Se descubrió por aquel entonces que el fresco había estado sobrevalorado y cundió el desánimo entre las gentes. De poco había servido el esfuerzo de haber regresado unos días al pueblo para respirar y casi nadie sacaba ya las sillas a la puerta después de la cena, preferían permanecer en el interior conectados a sus ventiladores inútiles. El fresco, como tantas otras cosas del pasado, tiende a la desaparición. Es algo analógico: a quién se le ocurre método tan primitivo como generar corriente o aguardar la llegada de la noche para que caiga la temperatura. No, lo que toca hoy es consumir electricidad o confundirse en medio del turismo de masas, los dos remedios que se nos proponen. Paradojas: lo primero abunda en el individualismo derrochador de más recursos mientras que lo segundo tiende al desarrollo de la ganadería intensiva.
Todo esto sucede, mayormente, en agosto, el mes más traidor del año, el mes del definitivo marchitarse, el del sofoco y el sudor, incluso el de las muertes por causa de esas olas cálidas que se han convertido en el pan nuestro de cada verano gracias a los telediarios. Ni frío al rostro ni rebeca al brazo por si las moscas. Agosto es solo moscas y bochorno.

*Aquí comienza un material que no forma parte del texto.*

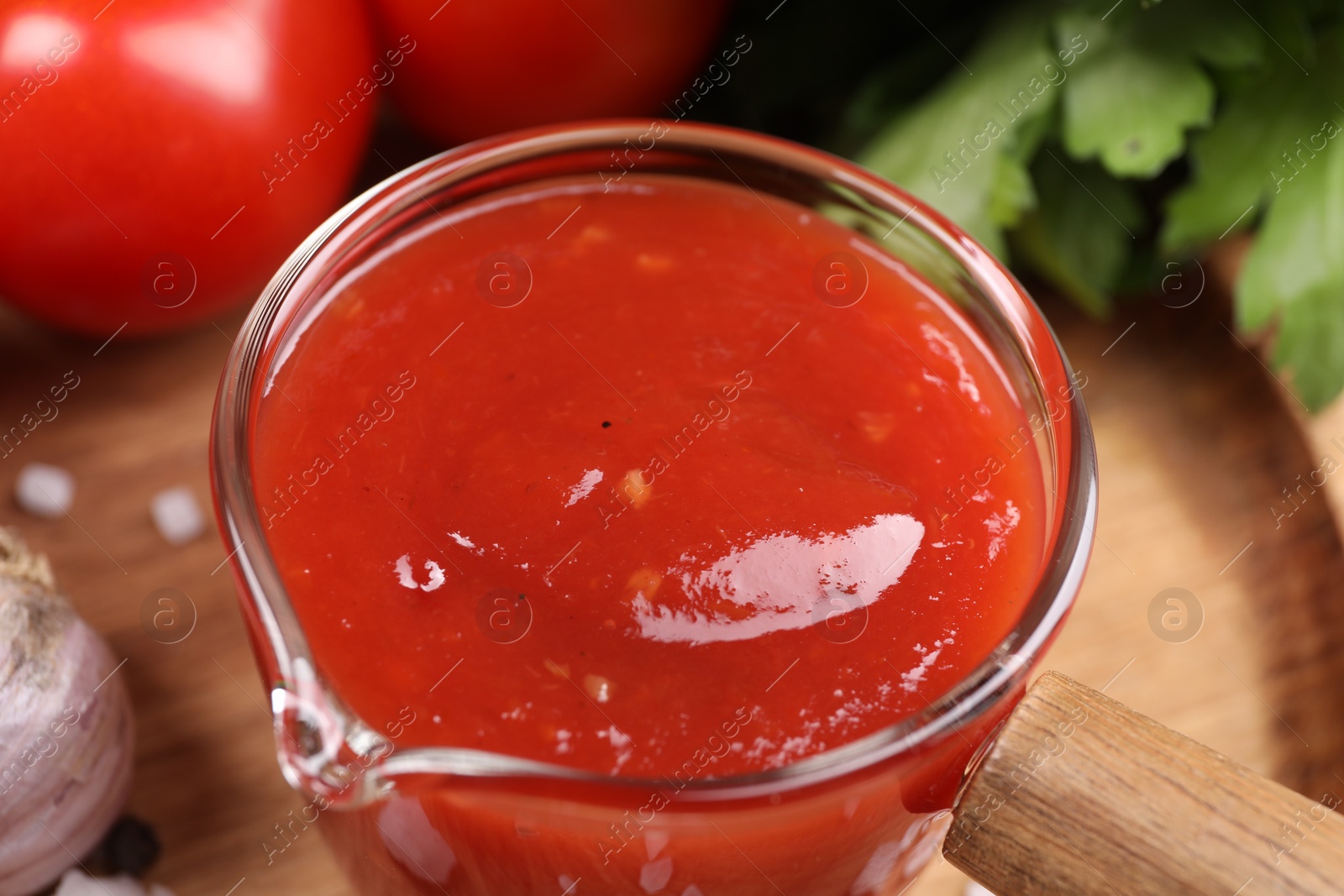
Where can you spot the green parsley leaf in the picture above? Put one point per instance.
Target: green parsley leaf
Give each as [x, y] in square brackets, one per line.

Y sin embargo también yo, que ando siempre rechinchando con estos asuntos, me he sumado a lo largo del verano, especialmente en agosto, a la moda de los viajes sin fin. Confesaré sin ningún pudor los que han sido mis destinos: Lugueros, Borrenes y Lago de Carucedo, Bolaños de Campos, Villablino y Robles de Laciana, Pedredo y Santa Colomba de Somoza y Quintanilla del Molar. Todos lugares muy exóticos y fuera de los circuitos mercantiles, como podrá comprobarse, verdadero turismo de aventura podría considerarse si atendemos a esos otros rumbos trillados que nos animan a frecuentar. Y todos ellos así mismo persiguiendo el rastro de buenos amigos y amigas, con quienes compartir comida, conversación, paseo y risas. Son la auténtica frescura. Quizá la única que aún no ha sido pasto del comercio.